POJOKNEGERI.COM - Sutradara Film "Dirty Vote", Dandhy Dwi Laksono buka suara mengenai sumber dana produksi Dirty Vote.
Film dokumenter tersebut mengulas perjalanan menuju Pemilu 2024 serta dugaan kecurangan yang terjadi di dalamnya.
Ia mengaku Dirty Vote dibuat atas dasar sukarela banyak pihak.
Sosok yang muncul dalam dokumenter itu juga disebut tak diberi bayaran.
"Dirty Vote ini kami patungan, para bintang film itu bahkan enggak ada yang dihonor. Enggak ada yang bayar juga. Kami semua bawa resource masing-masing aja. ada yang pakai ongkos sendiri, bawa makanan sendiri, ya sudah itu yang kami lakukan," ucap Dandhy Dwi Laksono.

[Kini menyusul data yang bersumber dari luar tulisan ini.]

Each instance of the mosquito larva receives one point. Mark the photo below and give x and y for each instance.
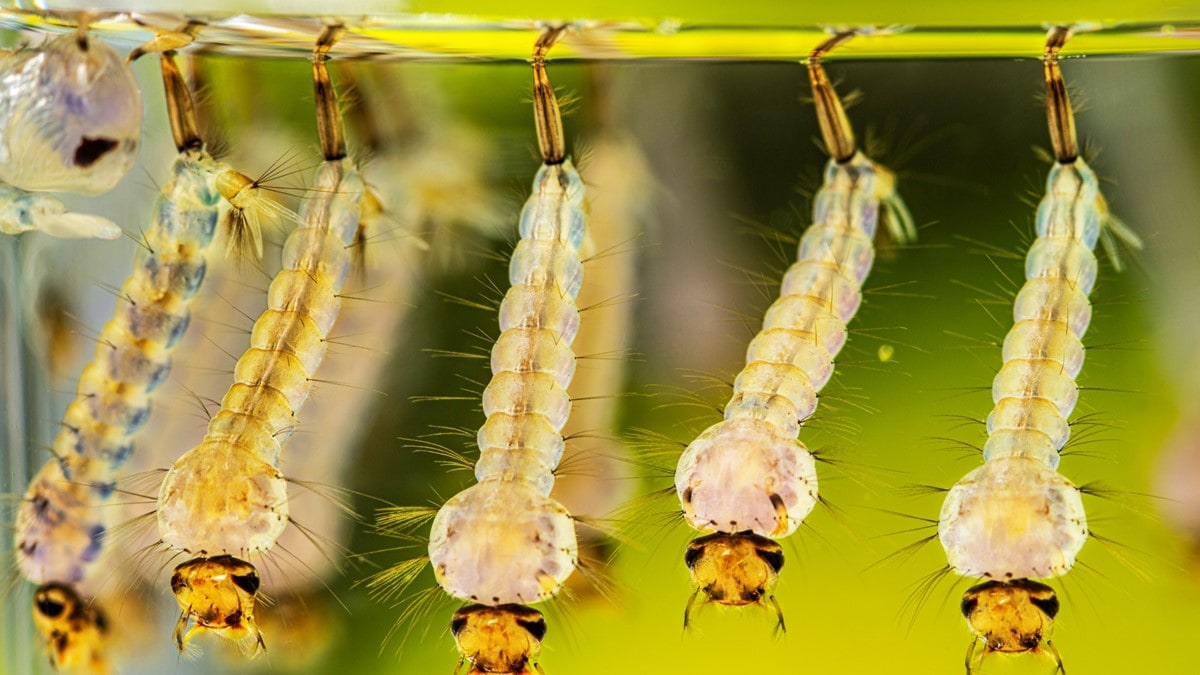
(748, 481)
(226, 500)
(504, 543)
(70, 121)
(1017, 519)
(64, 517)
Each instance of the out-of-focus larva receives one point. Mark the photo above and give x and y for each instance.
(64, 517)
(70, 121)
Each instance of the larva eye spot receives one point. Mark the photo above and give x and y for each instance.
(90, 150)
(693, 554)
(219, 595)
(52, 601)
(96, 107)
(773, 556)
(537, 627)
(498, 639)
(73, 629)
(1047, 603)
(247, 583)
(735, 568)
(969, 605)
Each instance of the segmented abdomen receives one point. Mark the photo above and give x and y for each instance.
(749, 472)
(227, 494)
(1035, 390)
(504, 539)
(60, 521)
(1015, 517)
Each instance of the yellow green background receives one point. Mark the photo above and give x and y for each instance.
(738, 138)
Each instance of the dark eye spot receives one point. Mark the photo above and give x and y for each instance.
(774, 559)
(1049, 605)
(969, 605)
(535, 627)
(49, 607)
(247, 583)
(93, 149)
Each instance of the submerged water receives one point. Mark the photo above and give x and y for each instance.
(729, 144)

Dandhy mencontohkan dirinya yang berkontribusi dan mewakili dua lembaga, yakni dari Watchdoc dan juga operasi ekspedisi Indonesia Baru.
Kemudian tiga ahli hukum tata negara, yakni Zainal Arifin Mochtar, Feri Amsari, dan Bivitri Susanti sebagai perwakilan dari Themis Indonesia, UGM, dan Sekolah Tinggi Hukum Jentera.

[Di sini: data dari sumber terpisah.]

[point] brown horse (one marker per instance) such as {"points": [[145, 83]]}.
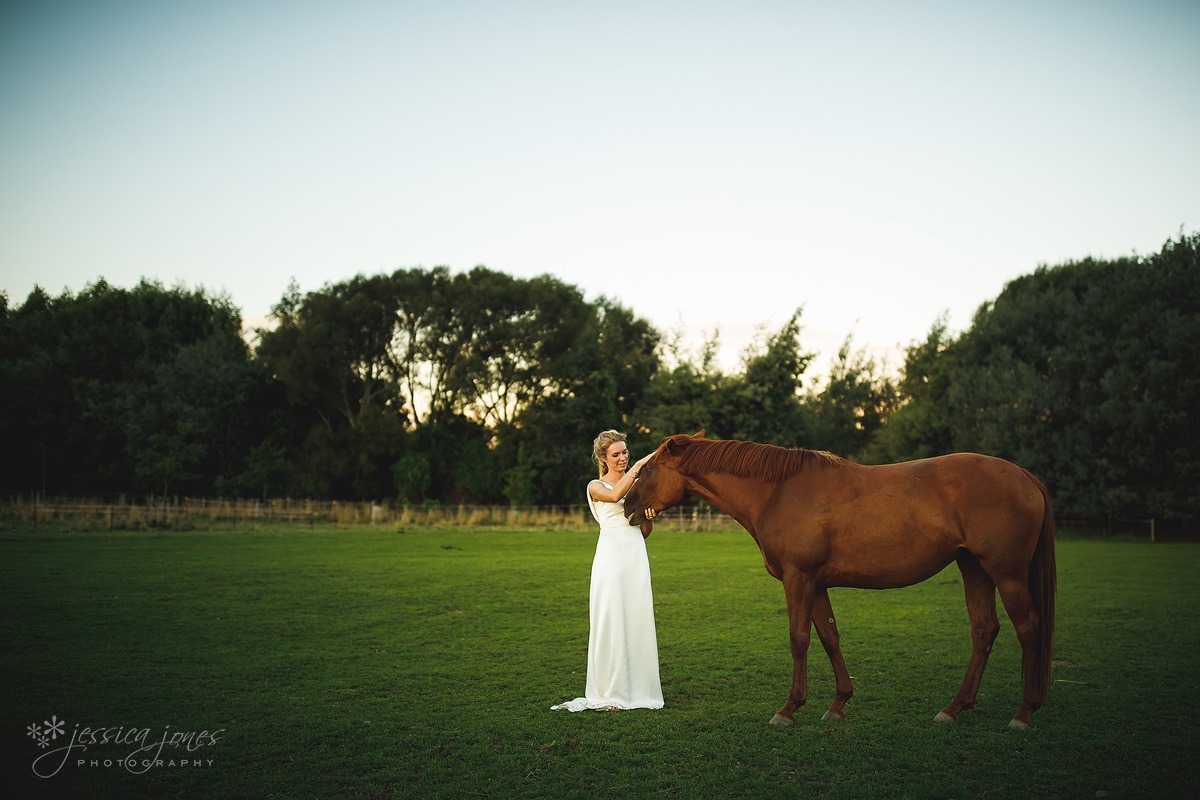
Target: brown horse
{"points": [[822, 521]]}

Tak hanya itu, tim teknis turut mendukung dalam aspek sewa peralatan, sedangkan tim-tim nonteknis juga disebut turut berperan dalam proses perencanaan.
"Dan ini kan enggak bisa dipahami praktik politik di Indonesia yang semua serba uang. Orang partai atau timses dengar ini ya mereka enggak percaya karena memang seperti ini mungkin enggak ada dalam kamus mereka," ujarnya.
Dirty Vote merupakan film dokumenter yang dirilis di saluran YouTube PSHK (Pusat Studi Hukum dan Kebijakan) Indonesia pada 11 Februari.
Film itu menampilkan tiga pakar hukum tata negara membedah dugaan kecurangan Pemilu 2024.
Film itu diawali dengan menampilkan ucapan Presiden Jokowi mengenai anak-anaknya yang tak tertarik terjun ke dunia politik beberapa tahun lalu dan pada akhirnya jelas berubah saat ini.
Dirty Vote juga menampilkan dugaan ketidaknetralan para pejabat publik, wewenang dan potensi kecurangan kepala desa, anggaran dan penyaluran bansos, penggunaan fasilitas publik, hingga lembaga-lembaga negara yang melakukan pelanggaran etik.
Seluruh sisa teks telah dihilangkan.